Comemorou-se, em 8 de junho de 2010, a passagem dos 200 anos de nascimento do compositor Robert Schumann, um dos maiores vultos do Romantismo musical. Essa data motivou internacionalmente novas publicações, concertos, conferências e exposições, trazendo à consciência o amplo espectro de significados de sua obra, capaz de suscitar continuamente revelações e dar novos impulsos a reflexões musicológicas e teórico-culturais.

O Instituto de Estudos da Cultura Musical do Mundo de Língua Portuguesa (ISMPS), que comemora em 2010 os seus 25 anos de fundação alemã, decidiu dedicar a Robert Schumann um ciclo de estudos, desenvolvido em regiões da Alemanha significativas para a sua vida. O contato direto com paisagens, cidades e monumentos quis favorecer a percepção de contextos e abrir novas perspectivas para a consideração de sua personalidade e obra. 

Duas regiões principais foram escolhidas, aquela situada entre a sua cidade de nascimento, Zwickau, e a de seus estudos e de juventude, Leipzig, na Saxônia, e a região do Reno, onde alcançou o ponto alto de sua vida profissional e a sua morte, sob circunstâncias trágicas.

O ambiente natural e os inúmeros vestígios da época que viveu, da história que a precedeu e dos memoriais que a ele se levantaram após a sua morte facilitam dirigir a atenção a processos históricos no qual o compositor e também o observador se inserem. 

Procurou-se estudar as correntes que marcaram o seu pensamento e a sua criação artística, as imagens que o guiaram e a atualização de sentidos que essas imagens tiveram no seu mundo. A atenção foi dirigida também e sobretudo à permanência dessas imagens, na reconfiguração a elas dadas por Schumann, no pensamento da posteridade e suas consequências.

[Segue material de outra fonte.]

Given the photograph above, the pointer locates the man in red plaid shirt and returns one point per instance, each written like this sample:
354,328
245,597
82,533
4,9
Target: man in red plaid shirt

Significado de Schumann para estudos culturais em relações internacionais

O que justifica que um instituto voltado à estudos da cultura musical do mundo de língua portuguesa dedique especial atenção a um compositor que é por alguns considerado como um dos mais „alemães“ de todos os grandes nomes do Romantismo? 

A ampla difusão da obra de Schumann no mundo - também em Portugal e no Brasil - não é a razão principal. A presença de Schumann em programas de concerto, em gravações e em programas de ensino justifica, sem dúvida, o estudo da História da Música européia. As diferentes épocas, os caminhos da recepção de sua obra nas diferentes regiões necessitam ser estudados. A influência que a sua obra exerceu em muitos compositores, dos mais diversos países, deve ser considerada e analisada diferenciadamente. 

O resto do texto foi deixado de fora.